Многие учителя помнили маму. Бабушку уже некому было вспомнить, но и она училась в этой же школе. Рассказывала, как приходил в перемену к крыльцу лотошник с тянучками, соблазнял. Дедушка учился в одном классе с бабушкой. И любили они друг друга со школы, а разлюбили уже после войны, разлюбили, разошлись, стали друг другу ненавистны.

Дед приходил к нам несколько раз, когда я была маленькой, хотел посмотреть на внучку, но бабушка не пустила его за калитку, хотя за калиткой в саду росли яблони, которые он когда-то посадил. Я не хотела обижать бабушку и деда никогда не искала, не виделась с ним, а вот Серега (новый Серега, умный, который уже не мечтал стать машинистом), он к деду ходил, ему было все равно, что думает об этом бабушка.

Дед давал Сереге деньги, Серега брал, не стеснялся. Дед показывал внуку свои прежние картины (он был художник, мой дед, в клубе Ленина сохранились его росписи). Показывал, спрашивал мнение. Серега хвалил неимоверно. Дед верил.

Серега бегал к нему после школы, оставался ночевать. Влюбил в себя деда Ивана.
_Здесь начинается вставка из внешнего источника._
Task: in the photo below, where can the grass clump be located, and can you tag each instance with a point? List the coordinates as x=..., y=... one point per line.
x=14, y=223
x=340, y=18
Говорили, дед Иван помолодел, стал вновь писать пейзажи, несколько его работ взяли в местный музей. Дед Иван и внука попытался изобразить, но очень уж Серега не любил позировать, сидеть на месте. Так что дед его только фотографировал. Говорят, толстенный альбом набил фотографиями. А потом, после предательства, все их сжег одну за другой над мойкой в кухне, надымил, соседи чуть пожарных не вызвали. Пришлось отворять окна, а стояла уже зима.

Год был тысяча девятьсот девяностый, когда все прежнее стало оползать и рушиться.

Сереге исполнилось пятнадцать, к деду он охладел, скучно ему стало вертеть стариком, захотелось кем-нибудь другим повертеть. Так что деда Ивана он забросил, а когда тот являлся к ним домой (родители уже получили квартиру в новом доме с другой стороны завода Дзержинского), то Серега уходил в свою комнату, закрывался и включал какую-нибудь бесовскую (отцово слово) музыку. Мать жалела деда Ивана, предлагала выпить с ними чая, дед благодарил и уходил.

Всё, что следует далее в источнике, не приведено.